Thursday, June 25, 2026

 TU’APULELULU SUNE 25, 2026

SAAME 90-95; SAAME 39:4-5


It is important to understand and live within the limits that God, in his infinite wisdom, has set for us.


‘Oku mahu’inga ke tau mahino’i pea nofo ‘i he ngaahi fakangatangata kuo fokotu’u ‘e he ‘Otua ma’a kitautolu, ‘o fakatatau ki he taumama’o ‘o hono poto.


One of the most significant limits that God, in his wisdom, has set for us is the limit of time. You and I will never enjoy a ten-day week. We will never experience the luxury of a forty-day month or a five-hundred-day year. We will never be granted a thirty-five-hour day, and none of us will physically live forever on this fallen earth. It is the height of foolishness to deny the limits of time that God, in his infinite knowledge, has set for us.


God has hardwired us with the limit of time. Denying this reality will only get you into difficulty. Psalm 90:12 reveals how we should approach this limitation:


Teach us to number our days

that we may get a heart of wisdom.


Notice that the psalmist connects numbering your days with gaining a heart of wisdom. Acknowledging the limits of the life God has given you is a significant part of living wisely.

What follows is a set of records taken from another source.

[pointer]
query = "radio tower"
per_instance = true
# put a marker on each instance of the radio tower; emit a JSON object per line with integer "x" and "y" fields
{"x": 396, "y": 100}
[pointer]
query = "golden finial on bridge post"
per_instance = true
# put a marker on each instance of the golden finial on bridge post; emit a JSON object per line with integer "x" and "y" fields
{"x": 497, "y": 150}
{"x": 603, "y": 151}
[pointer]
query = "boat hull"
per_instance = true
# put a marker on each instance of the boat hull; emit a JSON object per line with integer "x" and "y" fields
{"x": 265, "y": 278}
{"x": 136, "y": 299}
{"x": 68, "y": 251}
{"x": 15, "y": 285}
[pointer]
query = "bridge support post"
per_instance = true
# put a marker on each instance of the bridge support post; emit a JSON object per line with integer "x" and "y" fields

When you live with your limits in view, you don't waste your time. You don't load your schedule with things that don't matter. You value your time, and you want to invest it wisely. When you live with your limits in view, you want to understand what is important to God and you spend your days pursuing those values.


Wasting time is easier now than it ever has been before. With the twentyfour-hour infotainment media, social media platforms, network television, and streaming services-most of this content available on your phone-it is possible to waste hours every day without even being aware of how much time has blown by. It takes humility and discipline to say no to visual noise that greets you from the time you wake up until the time you go to bed.


Here's our problem. Humility and discipline aren't natural for us. We love what is comfortable and pleasurable. Most of us would rather be entertained than study, learn, work, and serve. So, like every other psalm, Psalm 90 preaches the gospel to us. It confronts us with the fact that our biggest problem in life isn't outside of us. No, our biggest problem in life is us. Psalm 90 reminds us that Jesus lived, died, and rose again both to rescue us from the external evils of this fallen world and to rescue us from us. He offers us not only forgiveness but also empowering and transforming grace. In the power of his grace, we can humbly admit our limits and live with the discipline of wisdom, investing ourselves in that which has eternal value. Our days are numbered; may we reach for the grace to invest in them well.